Lecture 7: Optimization with Gradient Descent

Additional links:

Original class material

todo clean

Introduction to Optimization

Consider a general continuous function $f : R^{n} \to R$ . Given a set of admissible solutions $Ω \subseteq R^{n}$ , an optimization problem is a problem of the form

x \in Ω min f (x)

If $Ω = R^{n}$ , we say that the optimization is unconstrained. If $Ω \subset R^{n}$ , the problem is constrained. In this first part, we will always assume $Ω = R^{n}$ , i.e. the unconstrained setup.

Convexity

A common assumption in optimization is the convexity. By definition, a function $f : R^{n} \to R$ is convex if

f (t x_{1} + (1 - t) x_{2}) \leq t f (x_{1}) + (1 - t) f (x_{2}) \forall x_{1}, x_{2} \in R^{n}, \forall t \in [0, 1]
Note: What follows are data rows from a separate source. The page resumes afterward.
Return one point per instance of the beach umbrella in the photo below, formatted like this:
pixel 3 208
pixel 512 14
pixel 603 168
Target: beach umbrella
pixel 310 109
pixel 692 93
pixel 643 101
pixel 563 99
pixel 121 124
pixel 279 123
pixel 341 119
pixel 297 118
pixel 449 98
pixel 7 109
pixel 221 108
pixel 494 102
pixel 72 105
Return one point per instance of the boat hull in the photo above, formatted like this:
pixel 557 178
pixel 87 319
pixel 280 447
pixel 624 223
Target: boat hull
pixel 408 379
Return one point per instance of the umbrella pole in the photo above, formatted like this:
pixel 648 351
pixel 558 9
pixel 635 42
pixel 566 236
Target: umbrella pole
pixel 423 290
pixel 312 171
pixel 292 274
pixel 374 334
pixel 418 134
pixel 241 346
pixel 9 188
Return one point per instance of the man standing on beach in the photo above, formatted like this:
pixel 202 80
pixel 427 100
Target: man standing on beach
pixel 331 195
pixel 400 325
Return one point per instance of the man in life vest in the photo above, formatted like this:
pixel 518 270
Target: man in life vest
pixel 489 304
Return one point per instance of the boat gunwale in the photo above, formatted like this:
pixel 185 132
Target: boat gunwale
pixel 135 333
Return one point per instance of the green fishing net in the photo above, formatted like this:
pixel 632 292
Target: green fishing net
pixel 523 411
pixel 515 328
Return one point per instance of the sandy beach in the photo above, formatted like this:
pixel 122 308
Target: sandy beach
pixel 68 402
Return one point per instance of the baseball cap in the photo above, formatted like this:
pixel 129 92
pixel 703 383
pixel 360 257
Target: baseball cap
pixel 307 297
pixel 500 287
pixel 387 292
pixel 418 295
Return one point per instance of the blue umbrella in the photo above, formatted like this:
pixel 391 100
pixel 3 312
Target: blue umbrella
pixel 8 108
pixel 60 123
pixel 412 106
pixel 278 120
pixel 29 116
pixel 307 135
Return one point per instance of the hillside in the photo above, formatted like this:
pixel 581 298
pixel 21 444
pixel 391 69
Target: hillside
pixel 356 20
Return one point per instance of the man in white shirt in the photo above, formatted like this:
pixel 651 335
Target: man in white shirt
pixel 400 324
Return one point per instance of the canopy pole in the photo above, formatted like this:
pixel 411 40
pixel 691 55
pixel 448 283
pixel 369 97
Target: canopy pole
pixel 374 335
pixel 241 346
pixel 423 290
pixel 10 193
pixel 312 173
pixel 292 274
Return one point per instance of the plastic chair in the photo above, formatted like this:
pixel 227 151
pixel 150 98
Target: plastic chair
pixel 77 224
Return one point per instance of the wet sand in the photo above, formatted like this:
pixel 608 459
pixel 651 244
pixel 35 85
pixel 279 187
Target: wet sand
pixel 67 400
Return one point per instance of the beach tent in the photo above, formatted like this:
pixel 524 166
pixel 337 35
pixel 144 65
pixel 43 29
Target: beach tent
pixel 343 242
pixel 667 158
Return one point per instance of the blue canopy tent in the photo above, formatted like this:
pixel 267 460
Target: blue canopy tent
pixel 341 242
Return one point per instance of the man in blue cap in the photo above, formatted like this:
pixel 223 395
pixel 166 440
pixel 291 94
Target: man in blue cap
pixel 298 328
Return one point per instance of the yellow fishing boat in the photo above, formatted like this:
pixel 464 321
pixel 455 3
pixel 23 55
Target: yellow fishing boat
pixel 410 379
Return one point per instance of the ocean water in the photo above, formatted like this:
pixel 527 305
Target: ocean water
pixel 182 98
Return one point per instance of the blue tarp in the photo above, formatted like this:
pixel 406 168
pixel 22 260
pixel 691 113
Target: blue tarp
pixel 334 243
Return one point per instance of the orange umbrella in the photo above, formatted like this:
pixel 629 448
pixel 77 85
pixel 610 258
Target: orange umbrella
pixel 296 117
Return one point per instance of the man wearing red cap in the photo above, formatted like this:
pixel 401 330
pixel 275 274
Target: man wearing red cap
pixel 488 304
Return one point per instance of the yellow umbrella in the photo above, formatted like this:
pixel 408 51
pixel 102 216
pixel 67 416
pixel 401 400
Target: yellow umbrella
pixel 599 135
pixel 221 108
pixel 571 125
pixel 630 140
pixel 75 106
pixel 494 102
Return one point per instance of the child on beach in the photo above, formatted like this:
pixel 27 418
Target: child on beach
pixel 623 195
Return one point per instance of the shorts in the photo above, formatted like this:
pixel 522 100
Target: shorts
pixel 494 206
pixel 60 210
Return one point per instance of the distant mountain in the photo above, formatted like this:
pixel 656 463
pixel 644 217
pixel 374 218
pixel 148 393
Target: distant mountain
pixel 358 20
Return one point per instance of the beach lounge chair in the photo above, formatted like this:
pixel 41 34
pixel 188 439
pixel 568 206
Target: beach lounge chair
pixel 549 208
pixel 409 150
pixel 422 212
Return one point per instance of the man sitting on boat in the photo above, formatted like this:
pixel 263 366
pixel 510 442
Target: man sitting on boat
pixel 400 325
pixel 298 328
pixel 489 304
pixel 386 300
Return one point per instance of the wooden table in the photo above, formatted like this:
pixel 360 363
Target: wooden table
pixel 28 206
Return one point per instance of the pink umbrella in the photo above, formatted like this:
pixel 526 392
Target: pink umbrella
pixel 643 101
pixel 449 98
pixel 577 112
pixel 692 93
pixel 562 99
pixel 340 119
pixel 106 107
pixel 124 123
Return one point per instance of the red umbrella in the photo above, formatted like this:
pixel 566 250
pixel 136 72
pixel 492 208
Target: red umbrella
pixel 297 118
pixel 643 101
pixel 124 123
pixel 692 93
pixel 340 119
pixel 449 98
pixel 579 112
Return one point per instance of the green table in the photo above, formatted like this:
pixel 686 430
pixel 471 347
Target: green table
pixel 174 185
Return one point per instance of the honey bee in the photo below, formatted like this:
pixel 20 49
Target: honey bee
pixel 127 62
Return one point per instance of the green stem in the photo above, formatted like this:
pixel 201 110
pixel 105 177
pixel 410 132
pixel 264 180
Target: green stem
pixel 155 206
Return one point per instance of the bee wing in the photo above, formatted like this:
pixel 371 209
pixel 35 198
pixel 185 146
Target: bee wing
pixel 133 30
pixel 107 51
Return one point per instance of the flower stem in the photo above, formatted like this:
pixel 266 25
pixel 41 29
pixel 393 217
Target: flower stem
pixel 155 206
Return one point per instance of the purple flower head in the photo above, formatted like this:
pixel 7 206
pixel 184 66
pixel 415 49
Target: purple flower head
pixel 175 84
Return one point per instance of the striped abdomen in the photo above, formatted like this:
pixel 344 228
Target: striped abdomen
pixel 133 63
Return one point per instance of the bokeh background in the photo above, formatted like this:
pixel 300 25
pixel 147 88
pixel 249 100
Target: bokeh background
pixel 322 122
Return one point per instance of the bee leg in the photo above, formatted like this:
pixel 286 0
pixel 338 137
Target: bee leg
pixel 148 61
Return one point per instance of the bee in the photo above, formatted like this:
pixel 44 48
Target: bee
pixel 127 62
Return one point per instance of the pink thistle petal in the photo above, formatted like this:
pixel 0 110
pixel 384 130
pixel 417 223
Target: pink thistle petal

The importance of convex functions in optimization is that if $f (x)$ is convex, than every minimum point $x^{*}$ of $f (x)$ is a global minimum and the set of global minima is connected (the $n$ -dimensional extension of the concept of interval). On the other side, if a function is non-convex (NOTE: the opposite of convex is not concave), then there can be multiple distinct minimum points, some of which are local minimum while others are global minimum. Since in ML applications we want to find global minima, and discriminating between local and global minima of a function is an NP-hard problem, having convexity is a good thing.

First-order conditions

Most of the algorithms to find the minimum points of a given function $f (x)$ are based on the following property:

First-order sufficient condition: If $f : R^{n} \to R$ is a continuously differentiable function and $x^{*} \in R^{n}$ is a minimum point of $f (x)$ , then $\nabla f (x^{*}) = 0$ .

Moreover, it holds

First-order necessary condition: If $f : R^{n} \to R$ is a continuously differentiable function and $\nabla f (x^{*}) = 0$ for $x^{*} \in R^{n}$ , then $x^{*}$ is either a (local) minimum, a (local) maximum or a saddle point of $f (x)$ .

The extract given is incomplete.